9.
Reading and Writing in Language Education
This focuses on the essential
strategies and technical conventions required for effective reading and writing
in an academic and educational context.
9.1.
Reading and Extracting Appropriate Information
To read a text effectively means to
derive its message and become familiar with its specific facts and details.
Extracting information involves several key strategies:
- Identifying Explicit Information: This involves recognizing clear and fully expressed meanings
that leave no room for misunderstanding or hidden connotations.
- Skimming (Gist Reading): This tool allows readers to read more in less time by
looking only for general or main ideas, often by reviewing titles,
subheadings, and the first sentences of paragraphs.
- Scanning:
Unlike skimming, scanning is used to find a specific fact or piece of
information, such as a date or a name, without reading the entire text.
- Making Inferences:
This is the essential skill of drawing conclusions based on information that
is implied rather than directly stated in the text.
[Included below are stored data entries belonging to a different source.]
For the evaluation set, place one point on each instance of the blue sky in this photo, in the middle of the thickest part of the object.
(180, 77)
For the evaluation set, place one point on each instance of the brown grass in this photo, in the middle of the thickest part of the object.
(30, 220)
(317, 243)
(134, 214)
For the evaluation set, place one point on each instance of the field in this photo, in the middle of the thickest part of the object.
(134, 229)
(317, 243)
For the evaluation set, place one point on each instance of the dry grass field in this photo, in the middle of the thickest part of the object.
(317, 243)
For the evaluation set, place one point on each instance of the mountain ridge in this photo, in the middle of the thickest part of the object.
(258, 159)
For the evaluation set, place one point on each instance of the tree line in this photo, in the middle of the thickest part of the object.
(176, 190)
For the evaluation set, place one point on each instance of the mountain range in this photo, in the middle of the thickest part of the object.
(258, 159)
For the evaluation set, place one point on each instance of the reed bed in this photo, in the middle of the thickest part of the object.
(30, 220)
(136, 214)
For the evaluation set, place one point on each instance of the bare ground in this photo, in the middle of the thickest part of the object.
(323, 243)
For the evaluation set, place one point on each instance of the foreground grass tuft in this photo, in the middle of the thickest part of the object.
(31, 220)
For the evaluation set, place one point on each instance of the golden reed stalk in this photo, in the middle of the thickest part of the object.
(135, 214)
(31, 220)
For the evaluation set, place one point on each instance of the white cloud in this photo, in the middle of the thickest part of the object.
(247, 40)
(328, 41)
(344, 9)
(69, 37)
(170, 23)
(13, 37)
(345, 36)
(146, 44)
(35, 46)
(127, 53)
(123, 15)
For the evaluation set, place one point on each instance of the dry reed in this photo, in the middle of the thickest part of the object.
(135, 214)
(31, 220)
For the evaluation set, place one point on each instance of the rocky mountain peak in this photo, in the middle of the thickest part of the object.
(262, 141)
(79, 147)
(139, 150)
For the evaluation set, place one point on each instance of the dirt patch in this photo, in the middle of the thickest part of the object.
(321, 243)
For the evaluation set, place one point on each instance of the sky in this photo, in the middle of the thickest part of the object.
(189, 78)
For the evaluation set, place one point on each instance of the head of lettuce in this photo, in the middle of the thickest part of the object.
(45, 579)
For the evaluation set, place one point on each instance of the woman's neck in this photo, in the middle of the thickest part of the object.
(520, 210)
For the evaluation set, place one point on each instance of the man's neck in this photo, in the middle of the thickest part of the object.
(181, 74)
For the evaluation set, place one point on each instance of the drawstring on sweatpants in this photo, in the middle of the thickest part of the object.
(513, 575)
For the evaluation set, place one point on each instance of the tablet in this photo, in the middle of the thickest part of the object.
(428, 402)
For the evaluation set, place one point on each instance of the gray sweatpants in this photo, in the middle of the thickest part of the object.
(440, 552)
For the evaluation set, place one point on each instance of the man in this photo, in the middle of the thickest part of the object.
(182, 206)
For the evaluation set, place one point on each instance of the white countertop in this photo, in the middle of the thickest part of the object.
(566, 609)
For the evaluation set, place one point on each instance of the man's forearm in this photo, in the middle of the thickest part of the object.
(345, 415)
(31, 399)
- Identifying Main Ideas and Supporting Details: Effective readers sum up the text in their heads in
one sentence and distinguish the overarching main idea from the specific
details used to support it.
- Author's Purpose and Attitude: Readers must analyze the language and tone used to
determine the author's feelings toward the subject matter.
9.2.
Reading for Academic Purposes
Academic reading is a painstaking
and active process required for completing assignments and intellectual growth.
It is characterized by:
- Active Engagement:
Unlike reading for pleasure, academic reading requires a recursive
strategy where the reader questions the author, reflects on relationships
between text parts, and makes connections with other readings.
- Critical Reading:
Readers must be "critical," daring to question the author's
message and the relevance of the text to their own research.
- Structured Models:
Several instructional models are used to improve academic comprehension:
- KWL:
A three-step strategy focusing on what the reader Knows, Wants
to know, and has Learned.
- PREP:
A model involving Previewing the text, Reading to
understand, and Processing to learn.
- SQ3R/SQ4R:
A comprehensive method comprising Survey, Question, Read,
Recite, and Review (with the fourth 'R' being Rewrite,
Record, or Relate).
9.3.
Mechanics of Writing
The mechanics of writing refer to
the technical conventions governing the printed word, which are vital for
clarity and accurate communication.
- Spelling:
Writing should be clean and consistent; if a word does not fit at the end
of a line, it should be moved entirely to the next line rather than
divided.
- Punctuation:
These act like "traffic signals," using marks like commas, full
stops, and colons to organize text, indicate pauses, and prevent
ambiguity.
- Capitalization:
Rules include capitalizing proper names, the first word of sentences,
geographical names (but not directions), and distinctive historical
periods.
9.4.
Developing Skills in Writing
Developing academic writing is a
multi-stage process that moves from abstract thoughts to concrete, polished
text.
- Selecting Key Points:
This involves identifying and summarizing the author's main ideas and the
evidence used to support them.
- Note-making:
A critical skill for recording the essence of information from a source in
an organized format, typically using headings, subheadings, and keywords.
- Paraphrasing:
This is the act of restating someone else's ideas in your own words while
maintaining the original meaning and providing proper citation.
- Summarizing:
A technical skill used to extract and rewrite the most important points of
a text in a shortened form.
- Planning:
This pre-writing stage includes brainstorming (listing ideas), freewriting
(continuous writing to overcome blocks), clustering (creating
visual maps), and outlining (categorizing main points).
- Drafting:
The stage where information and ideas are organized into actual sentences
and paragraphs.
- Editing and Revising:
Revising refers to improving the global structure and organization
of a paper, while editing focuses on correcting technical errors in
grammar, punctuation, and spelling to streamline the text.
9.5.
Choice of Academic Vocabulary in Writing
Academic vocabulary consists of
words traditionally used in scholarly dialogue that are not common in informal
conversation.
- Formal Tone:
Academic writing should avoid slang, overly casual language (e.g.,
"men and women" instead of "girls and guys"), and
contractions.
- Precision and Specificity: Writers should choose words with specific intended
connotations and use precise details rather than overly general words like
"thing" or "good".
- Content-Specific Terms: This involves using vocabulary appropriate to the
specific subject matter, such as history, science, or the arts.
- Avoiding Overuse:
Writers should avoid overused clichés and "bad repetition,"
which can lead to redundancy and a loss of meaning.